Declarado día de luto nacional, se le rindió homenaje a Cárdenas en todas las escuelas del país. El presidente saliente, Díaz Ordaz, “con visibles huellas de dolor”, según la prensa, y el presidente electo Echeverría Álvarez presentaron sus condolencias, igual que U Thant, secretario general de la ONU, el presidente de los Estados Unidos, Richard Nixon, y el dirigente cubano Fidel Castro. El gobierno de Querétaro, entonces encabezado por Juventino Castro, dijo compartir “la pena que embarga a sus familiares, a la Nación Mexicana y a todos los pueblos amantes de la libertad, por la irreparable pérdida del Paladín Universal del Derecho y la Justicia, el señor general de división Lázaro Cárdenas, de quien reciben el ejemplo de su profunda convicción revolucionaria y su alto espíritu de servicio a la Patria, como aliento e inspiración de la presente y futuras generaciones”. Los restos de Cárdenas ocuparon la cuarta columna del Monumento de la Revolución, junto a los de Francisco I. Madero, Venustiano Carranza y Plutarco Elías Calles.
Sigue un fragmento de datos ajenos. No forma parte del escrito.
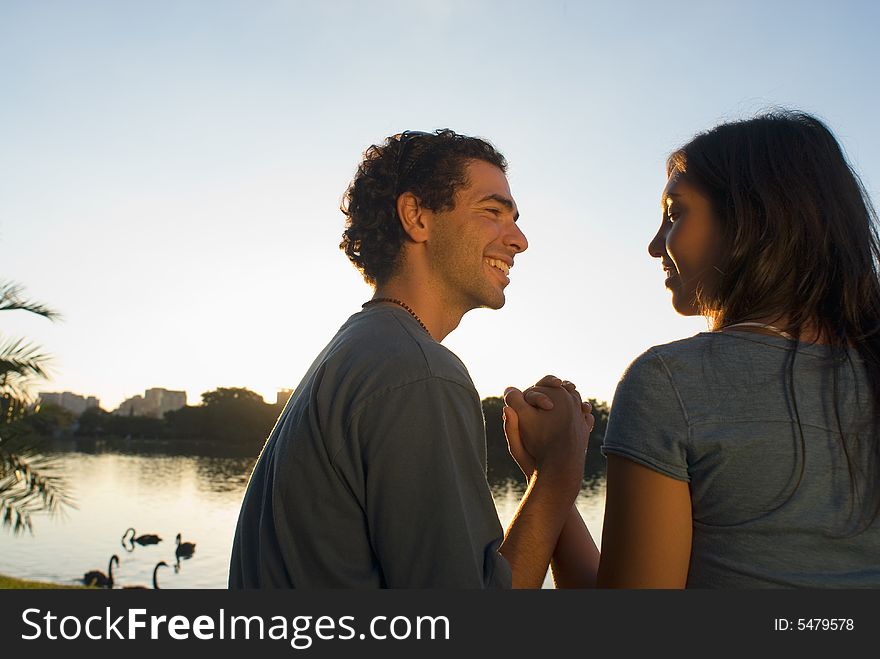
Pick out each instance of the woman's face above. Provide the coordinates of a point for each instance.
(686, 243)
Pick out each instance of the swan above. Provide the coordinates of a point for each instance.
(146, 539)
(98, 578)
(185, 549)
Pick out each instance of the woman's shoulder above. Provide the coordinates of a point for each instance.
(691, 350)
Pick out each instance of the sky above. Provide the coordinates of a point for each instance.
(171, 172)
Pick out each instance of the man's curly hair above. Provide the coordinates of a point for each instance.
(433, 169)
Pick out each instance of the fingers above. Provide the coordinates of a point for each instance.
(513, 398)
(511, 428)
(549, 381)
(538, 399)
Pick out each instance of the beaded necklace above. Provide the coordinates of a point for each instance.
(400, 303)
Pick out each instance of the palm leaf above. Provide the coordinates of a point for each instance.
(29, 483)
(11, 299)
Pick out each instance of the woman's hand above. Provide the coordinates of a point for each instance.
(538, 397)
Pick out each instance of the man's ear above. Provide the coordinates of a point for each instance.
(414, 217)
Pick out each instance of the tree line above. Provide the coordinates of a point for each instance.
(240, 417)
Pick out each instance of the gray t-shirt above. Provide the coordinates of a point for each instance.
(375, 473)
(715, 410)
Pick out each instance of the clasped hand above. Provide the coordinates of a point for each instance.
(547, 425)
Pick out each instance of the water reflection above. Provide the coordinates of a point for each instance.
(168, 489)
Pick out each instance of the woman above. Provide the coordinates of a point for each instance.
(746, 456)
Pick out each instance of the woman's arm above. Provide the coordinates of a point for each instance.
(646, 536)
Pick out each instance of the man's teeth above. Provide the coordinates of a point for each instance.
(501, 265)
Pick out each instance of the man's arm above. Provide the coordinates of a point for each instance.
(575, 559)
(557, 442)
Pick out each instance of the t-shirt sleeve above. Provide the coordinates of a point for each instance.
(430, 514)
(647, 422)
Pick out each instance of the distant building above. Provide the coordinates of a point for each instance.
(69, 401)
(283, 396)
(155, 402)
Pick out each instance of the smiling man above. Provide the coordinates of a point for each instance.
(375, 473)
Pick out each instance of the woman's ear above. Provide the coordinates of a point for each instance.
(414, 217)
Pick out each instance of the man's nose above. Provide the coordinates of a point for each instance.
(516, 238)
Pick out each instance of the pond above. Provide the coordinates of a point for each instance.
(159, 488)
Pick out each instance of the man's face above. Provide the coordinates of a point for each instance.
(472, 246)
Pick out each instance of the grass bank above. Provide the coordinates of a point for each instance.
(11, 583)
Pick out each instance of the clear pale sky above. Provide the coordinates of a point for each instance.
(170, 172)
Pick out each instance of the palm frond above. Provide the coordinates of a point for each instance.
(11, 299)
(30, 483)
(23, 358)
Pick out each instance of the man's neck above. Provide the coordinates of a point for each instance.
(439, 318)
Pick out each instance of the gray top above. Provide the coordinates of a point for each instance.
(375, 473)
(715, 410)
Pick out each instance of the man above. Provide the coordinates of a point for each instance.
(375, 473)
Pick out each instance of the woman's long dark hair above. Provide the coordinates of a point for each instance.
(798, 238)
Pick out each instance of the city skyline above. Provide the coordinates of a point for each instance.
(171, 174)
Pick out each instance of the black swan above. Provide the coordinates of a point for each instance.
(146, 539)
(184, 549)
(98, 578)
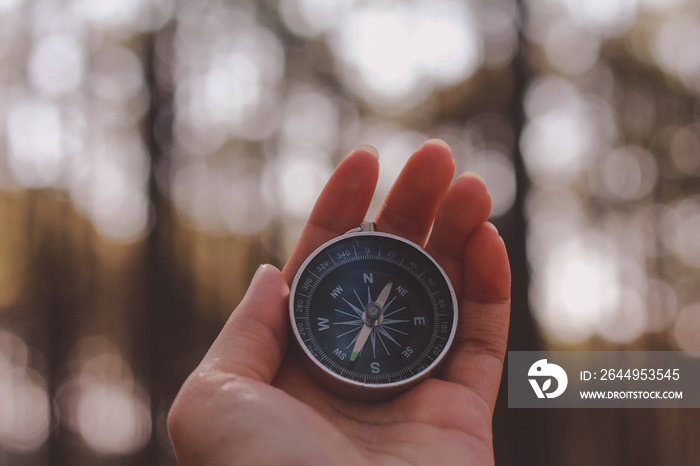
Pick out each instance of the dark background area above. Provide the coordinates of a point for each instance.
(154, 152)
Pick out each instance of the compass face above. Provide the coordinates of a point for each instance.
(373, 312)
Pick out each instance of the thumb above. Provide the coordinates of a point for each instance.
(254, 339)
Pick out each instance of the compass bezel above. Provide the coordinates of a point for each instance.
(349, 387)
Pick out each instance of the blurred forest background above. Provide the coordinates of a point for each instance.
(154, 152)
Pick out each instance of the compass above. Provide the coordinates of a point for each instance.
(373, 313)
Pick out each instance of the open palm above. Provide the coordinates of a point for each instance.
(249, 401)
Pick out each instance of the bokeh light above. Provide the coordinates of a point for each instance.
(102, 403)
(24, 404)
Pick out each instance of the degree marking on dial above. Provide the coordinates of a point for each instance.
(393, 321)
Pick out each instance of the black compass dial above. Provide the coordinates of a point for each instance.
(373, 309)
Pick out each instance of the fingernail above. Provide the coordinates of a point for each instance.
(260, 271)
(371, 149)
(439, 142)
(492, 226)
(472, 175)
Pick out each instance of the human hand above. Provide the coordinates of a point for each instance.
(250, 402)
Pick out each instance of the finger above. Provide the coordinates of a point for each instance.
(466, 205)
(412, 202)
(254, 339)
(342, 205)
(476, 357)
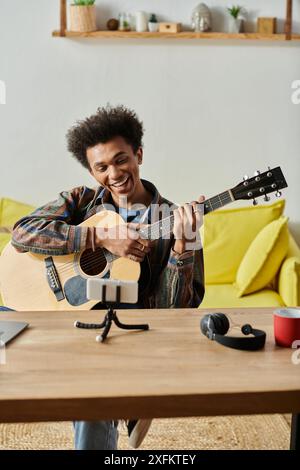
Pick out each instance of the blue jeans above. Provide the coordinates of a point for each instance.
(92, 435)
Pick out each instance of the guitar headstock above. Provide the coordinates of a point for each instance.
(261, 184)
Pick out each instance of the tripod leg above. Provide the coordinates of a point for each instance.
(108, 322)
(128, 327)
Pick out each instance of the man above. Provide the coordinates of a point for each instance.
(109, 145)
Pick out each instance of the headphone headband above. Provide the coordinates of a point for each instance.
(216, 325)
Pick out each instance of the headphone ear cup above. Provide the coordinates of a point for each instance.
(221, 323)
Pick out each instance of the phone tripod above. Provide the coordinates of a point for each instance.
(110, 317)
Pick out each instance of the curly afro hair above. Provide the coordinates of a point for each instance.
(107, 123)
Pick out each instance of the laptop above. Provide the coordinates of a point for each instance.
(10, 329)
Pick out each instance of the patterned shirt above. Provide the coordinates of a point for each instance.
(176, 281)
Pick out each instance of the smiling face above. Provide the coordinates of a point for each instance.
(115, 167)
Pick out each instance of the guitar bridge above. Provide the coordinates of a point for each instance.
(53, 279)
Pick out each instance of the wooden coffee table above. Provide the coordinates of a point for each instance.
(57, 372)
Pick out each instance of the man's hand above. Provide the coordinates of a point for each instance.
(123, 240)
(187, 222)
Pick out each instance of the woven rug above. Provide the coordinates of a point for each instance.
(230, 432)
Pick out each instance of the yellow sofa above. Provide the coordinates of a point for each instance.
(227, 238)
(10, 212)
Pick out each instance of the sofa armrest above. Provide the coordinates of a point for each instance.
(294, 249)
(289, 281)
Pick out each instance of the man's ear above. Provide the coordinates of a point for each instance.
(139, 154)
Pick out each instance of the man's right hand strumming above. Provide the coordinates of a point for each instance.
(123, 240)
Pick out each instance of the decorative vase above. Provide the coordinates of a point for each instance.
(201, 18)
(83, 18)
(153, 24)
(141, 21)
(235, 25)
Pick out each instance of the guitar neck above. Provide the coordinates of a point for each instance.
(165, 226)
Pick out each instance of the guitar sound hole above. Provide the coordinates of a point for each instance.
(92, 262)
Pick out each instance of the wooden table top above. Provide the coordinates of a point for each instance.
(54, 371)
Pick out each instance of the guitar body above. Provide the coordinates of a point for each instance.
(24, 282)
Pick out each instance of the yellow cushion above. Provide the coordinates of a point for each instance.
(11, 211)
(289, 281)
(227, 236)
(263, 257)
(225, 296)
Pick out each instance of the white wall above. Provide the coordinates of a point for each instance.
(213, 110)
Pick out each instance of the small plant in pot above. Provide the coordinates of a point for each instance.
(153, 23)
(83, 16)
(236, 13)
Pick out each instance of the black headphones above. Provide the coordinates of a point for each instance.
(216, 325)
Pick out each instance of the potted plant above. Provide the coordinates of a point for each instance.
(236, 18)
(83, 16)
(153, 23)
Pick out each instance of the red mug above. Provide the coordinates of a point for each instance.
(287, 326)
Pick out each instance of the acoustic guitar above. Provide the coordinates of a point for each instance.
(31, 281)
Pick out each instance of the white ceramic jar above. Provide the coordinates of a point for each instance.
(141, 21)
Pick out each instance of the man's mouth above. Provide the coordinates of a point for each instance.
(121, 183)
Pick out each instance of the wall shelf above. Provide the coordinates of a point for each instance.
(181, 35)
(286, 36)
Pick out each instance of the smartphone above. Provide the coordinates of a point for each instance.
(129, 290)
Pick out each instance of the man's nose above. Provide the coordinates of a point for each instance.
(114, 173)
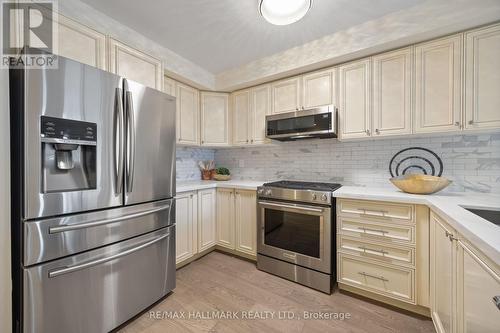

Miles de campesinos y obreros le dieron el último adiós entre vivas y lágrimas.

Despedidas contrastantes, sin duda. Hombres y trayectorias igualmente contrastantes. Con el desdeñado entierro de Echeverría, los expresidentes aún vivos: Carlos Salinas, Ernesto Zedillo, Vicente Fox, Felipe Calderón y Enrique Peña Nieto se dieron una idea de qué esperar: la indiferencia de la mayoría de la sociedad y la condena de la historia. Quizá, el único que puede especular con una despedida más sentida sea Andrés Manuel López Obrador —quizá más por aquello que simboliza para muchos, que por los resultados reales de su gobierno—, pero veremos.